Solar Farm and wind turbines in Palm Springs CA.
Connie J. Spinardi | Getty Images

The world needs to ramp up adoption of renewable energy, especially beyond the electric power sector — or else it will fall behind in the battle against climate change, the International Energy Agency said on Sunday.

In a new report, the Paris-based policy adviser forecasts that renewable energy sources will provide 30 percent of the world's total electric power generation by 2023. But electricity is just one piece of the pie: Five years from now, renewables will only account for 12.4 percent of the world's total energy demand, the IEA said.

IEA Executive Director Fatih Birol said the low penetration of renewables for transportation and heat in homes and industry — where most of the world's energy is consumed — is a major "blind spot" that needs to be addressed.

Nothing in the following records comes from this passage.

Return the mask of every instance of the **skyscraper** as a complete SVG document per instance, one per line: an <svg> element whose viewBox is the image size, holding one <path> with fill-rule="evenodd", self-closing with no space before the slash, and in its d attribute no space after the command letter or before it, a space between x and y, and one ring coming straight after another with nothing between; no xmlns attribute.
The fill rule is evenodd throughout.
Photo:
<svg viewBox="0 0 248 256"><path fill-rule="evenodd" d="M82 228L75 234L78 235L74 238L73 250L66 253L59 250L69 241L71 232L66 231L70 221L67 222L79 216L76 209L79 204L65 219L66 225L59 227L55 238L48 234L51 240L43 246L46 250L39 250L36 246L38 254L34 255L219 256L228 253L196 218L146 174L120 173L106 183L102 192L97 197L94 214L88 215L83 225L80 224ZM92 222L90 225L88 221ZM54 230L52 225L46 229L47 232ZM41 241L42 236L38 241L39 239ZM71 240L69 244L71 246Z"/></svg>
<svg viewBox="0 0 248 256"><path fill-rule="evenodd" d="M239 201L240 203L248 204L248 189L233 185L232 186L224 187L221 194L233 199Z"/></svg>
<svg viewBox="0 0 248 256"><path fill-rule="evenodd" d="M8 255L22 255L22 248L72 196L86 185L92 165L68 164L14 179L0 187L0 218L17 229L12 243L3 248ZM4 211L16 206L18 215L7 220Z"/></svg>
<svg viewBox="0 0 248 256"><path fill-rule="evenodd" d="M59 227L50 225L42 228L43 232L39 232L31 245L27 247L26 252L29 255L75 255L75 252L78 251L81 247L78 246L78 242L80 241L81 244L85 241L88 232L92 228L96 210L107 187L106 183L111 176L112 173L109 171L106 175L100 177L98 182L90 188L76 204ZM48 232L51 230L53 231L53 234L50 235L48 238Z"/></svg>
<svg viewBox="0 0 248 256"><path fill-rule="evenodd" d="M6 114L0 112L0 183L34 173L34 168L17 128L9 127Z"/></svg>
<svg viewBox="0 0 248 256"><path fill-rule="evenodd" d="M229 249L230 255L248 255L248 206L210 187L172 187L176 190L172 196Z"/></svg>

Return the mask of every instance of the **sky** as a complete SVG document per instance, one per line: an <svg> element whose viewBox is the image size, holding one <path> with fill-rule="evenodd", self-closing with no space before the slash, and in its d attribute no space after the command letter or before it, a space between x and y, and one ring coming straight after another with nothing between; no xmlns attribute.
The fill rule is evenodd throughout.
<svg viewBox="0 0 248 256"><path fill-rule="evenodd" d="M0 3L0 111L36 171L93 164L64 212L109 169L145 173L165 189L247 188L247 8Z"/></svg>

"Indeed, their role in heat and transport is often overlooked even though decarbonising these sectors is a key priority to achieve our long-term climate and sustainability goals," Birol wrote in the IEA's 2018 report on renewable energy.

At the current pace of development, renewables will only account for 18 percent of the energy the world uses by 2040. That is far short of the 28 percent threshold the IEA believes is necessary to mitigate the impacts of climate change, produce cleaner air and provide access to modern energy around the world.

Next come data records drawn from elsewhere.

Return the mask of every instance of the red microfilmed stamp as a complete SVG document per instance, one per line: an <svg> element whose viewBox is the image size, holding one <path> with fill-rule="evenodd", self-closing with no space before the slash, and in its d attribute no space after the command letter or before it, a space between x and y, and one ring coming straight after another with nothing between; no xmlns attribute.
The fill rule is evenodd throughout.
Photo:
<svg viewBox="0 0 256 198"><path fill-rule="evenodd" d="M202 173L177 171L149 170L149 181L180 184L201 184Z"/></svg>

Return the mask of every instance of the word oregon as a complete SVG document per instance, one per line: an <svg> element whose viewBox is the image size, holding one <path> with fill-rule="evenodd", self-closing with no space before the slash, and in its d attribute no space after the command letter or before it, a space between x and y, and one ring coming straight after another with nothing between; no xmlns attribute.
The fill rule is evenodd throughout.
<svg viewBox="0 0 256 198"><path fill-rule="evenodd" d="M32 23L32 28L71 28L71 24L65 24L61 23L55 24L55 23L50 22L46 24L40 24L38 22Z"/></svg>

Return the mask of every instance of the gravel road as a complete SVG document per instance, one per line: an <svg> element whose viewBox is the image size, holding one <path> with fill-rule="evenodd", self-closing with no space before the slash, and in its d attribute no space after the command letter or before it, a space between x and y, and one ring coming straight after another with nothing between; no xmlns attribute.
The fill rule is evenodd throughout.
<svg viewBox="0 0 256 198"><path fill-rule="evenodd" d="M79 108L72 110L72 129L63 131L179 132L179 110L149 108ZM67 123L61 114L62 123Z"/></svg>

IEA says renewable energy could grow 25 percent faster, if governments enact policies and regulations that give companies and investors confidence to invest in clean energy.

The group now expects renewables to meet 40 percent of new global energy demand between 2018 and 2023.

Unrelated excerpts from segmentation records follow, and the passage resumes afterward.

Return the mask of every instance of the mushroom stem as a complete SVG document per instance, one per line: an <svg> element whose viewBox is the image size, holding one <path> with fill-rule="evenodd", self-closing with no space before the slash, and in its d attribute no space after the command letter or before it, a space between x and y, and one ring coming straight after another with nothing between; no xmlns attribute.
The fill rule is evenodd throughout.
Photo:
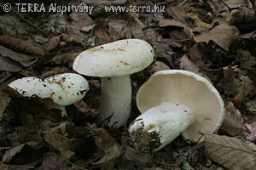
<svg viewBox="0 0 256 170"><path fill-rule="evenodd" d="M130 76L102 78L102 119L110 117L108 126L125 126L130 116L131 103L131 84Z"/></svg>
<svg viewBox="0 0 256 170"><path fill-rule="evenodd" d="M157 151L175 139L195 121L192 109L169 102L153 107L130 125L131 140L137 150Z"/></svg>
<svg viewBox="0 0 256 170"><path fill-rule="evenodd" d="M55 102L53 102L51 99L48 99L44 102L44 105L48 108L48 109L58 109L61 110L61 116L63 117L67 117L67 111L66 111L66 108L64 105L60 105L55 104Z"/></svg>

By 2023, China is forecast to surpass the European Union as the world's top consumer of renewable energy, thanks to policies aimed at decarbonizing the energy sector and cutting the country's notoriously high pollution levels. The nation will account for 40 percent of the growth in renewable energy over the next five years alone, the agency predicted.

After China, the European Union will see the fastest growth in renewable energy deployment, topping the United States as the 28-nation bloc aims to achieve renewable energy targets in 2020 and 2030.

Renewable energy capacity is still projected to rise by 44 percent in the United States, but the IEA warns that changes to the tax code, trade policy and energy plans under President Donald Trump could hold back growth.

While solar and wind power capture most of the headlines, IEA says most of the growth in renewables will come from bioenergy. The category includes biofuel substitutes for gasoline and diesel, as well as biomass from crop waste and other organic sources used to generate heat in homes and power in factories. About 30 percent of new renewable energy consumption will come from bioenergy through 2023, IEA says.

That's important because bioenergy is the only renewable energy source that contributes meaningfully to providing cleaner power for transportation and heat. Together, those sectors account for 80 percent of the world's energy consumption.

IEA expects renewable sources to meet about a third of the world's new demand for heat between 2018 and 2023. Most of the growth will come from China, the European Union, the United States and India.

In the electricity sector, solar power will add 600 gigawatts of clean energy to the grid, IEA forecasts, more than all other renewable technologies combined. By 2023, the globe will have 1 Terawatt (or 1 trillion watts) of solar capacity, which pencils out to more than twice the total capacity in Japan, the world's third biggest economy.

Wind power is poised to be the second biggest contributor to new clean electric power. IEA projects wind power capacity will increase by about 60 percent, totaling about 325 gigawatts of new supply.